The other reason is once again I'm over come with the fear of my God's disapproval for my life. On Sunday morning when I'm taking my shower I listen to the radio, the local station broadcasts different sermons, it has been my way to listen to church without the anger and hurtful feelings. This morning nearly had me in tears, it was a sermon about how evil and sinful homosexuality is. I just couldn't believe it. There I was reaching out to God and a man of God telling me I was going to burn in hell for all eternity for being who I am. How is that justice? How am I supposed to take that? I just can't believe that my God, my God that I have been worshiping my whole life, my God that I have tried my best to serve, would send me to burn in hell for all eternity for being who I am.
God himself created me.
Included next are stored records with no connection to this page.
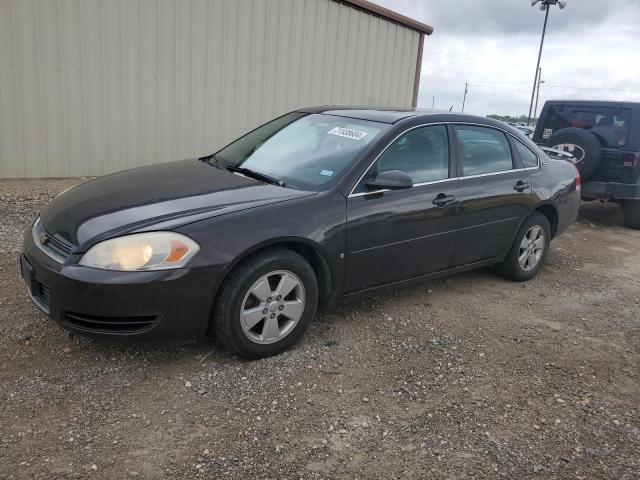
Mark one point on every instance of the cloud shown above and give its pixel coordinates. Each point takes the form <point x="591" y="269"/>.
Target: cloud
<point x="592" y="50"/>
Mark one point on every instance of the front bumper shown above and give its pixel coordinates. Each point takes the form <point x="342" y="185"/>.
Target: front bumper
<point x="154" y="306"/>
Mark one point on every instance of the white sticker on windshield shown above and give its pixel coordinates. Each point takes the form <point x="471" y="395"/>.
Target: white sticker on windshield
<point x="347" y="132"/>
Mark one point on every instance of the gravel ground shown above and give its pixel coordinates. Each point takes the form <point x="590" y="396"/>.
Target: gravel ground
<point x="467" y="377"/>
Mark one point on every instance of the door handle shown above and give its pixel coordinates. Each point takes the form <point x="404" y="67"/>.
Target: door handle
<point x="442" y="199"/>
How could he create something he planned on condeming to hell? How could I be cast out and thrown aside like that? How could I be let down like that? I was crushed. I still feel at a loss for what to feel. It has sucked out all that is good in my Sundays and it makes me feel even more alone. I feel like my pastor can see my pain. After church he stands at the back and shakes everyones hands as they leave. Today when he gripped my hand he put his other one on my arm and told me how nice it was to see me. I think he could look into my soul, I felt like he could see through me. His eyes were filled with comfort with caring and concern. The man is amazing. I know that talking to him could help me, could help ease some of my religous frustration, but how? I don't have the time, nor am I comfortable telling my mother's boss about my lifestyle, about who I really am. It's not really a conversation that I think I can have.
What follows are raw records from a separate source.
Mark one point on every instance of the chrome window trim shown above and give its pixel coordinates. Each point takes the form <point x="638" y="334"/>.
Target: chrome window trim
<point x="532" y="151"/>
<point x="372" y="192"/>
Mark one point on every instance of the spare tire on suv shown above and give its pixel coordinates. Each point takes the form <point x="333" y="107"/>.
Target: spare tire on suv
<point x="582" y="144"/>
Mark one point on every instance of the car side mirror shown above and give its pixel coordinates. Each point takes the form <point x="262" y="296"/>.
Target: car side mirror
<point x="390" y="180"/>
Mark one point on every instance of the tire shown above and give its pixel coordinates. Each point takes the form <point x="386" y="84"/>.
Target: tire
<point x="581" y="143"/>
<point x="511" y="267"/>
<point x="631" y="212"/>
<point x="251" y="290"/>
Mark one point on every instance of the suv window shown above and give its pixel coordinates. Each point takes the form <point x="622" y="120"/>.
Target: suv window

I'm sitting here watching shows with weddings. I try to picture finding myself someone to love, someone that will love me and wonder what it would be like the first time we were seen together with my family, to dance together, to show some sort of affection, what kind of earth shattering shock that would cause. But with my bitterness growing in my family should I care? Is my bitterness growing because of that?
I'm so lost I could scream. I've been researching more and more about depression and I'm starting to believe that I am depressed, I fit 98% of all the physical and mental tell tale signs, it's a bit freaky. But the sad and depressing part of it all is I can't afford to see the doctor and I couldn't afford the meds, so here I am with my thoughts and my blog. Lucky you.
Well I have stuff to do. Each blog entry ending like the one before it, sad and lonely. When will it ever end? I'm slipping away from who I was and becoming someone I don't like. A whiny and depressing son of a bitch. Here's to something different.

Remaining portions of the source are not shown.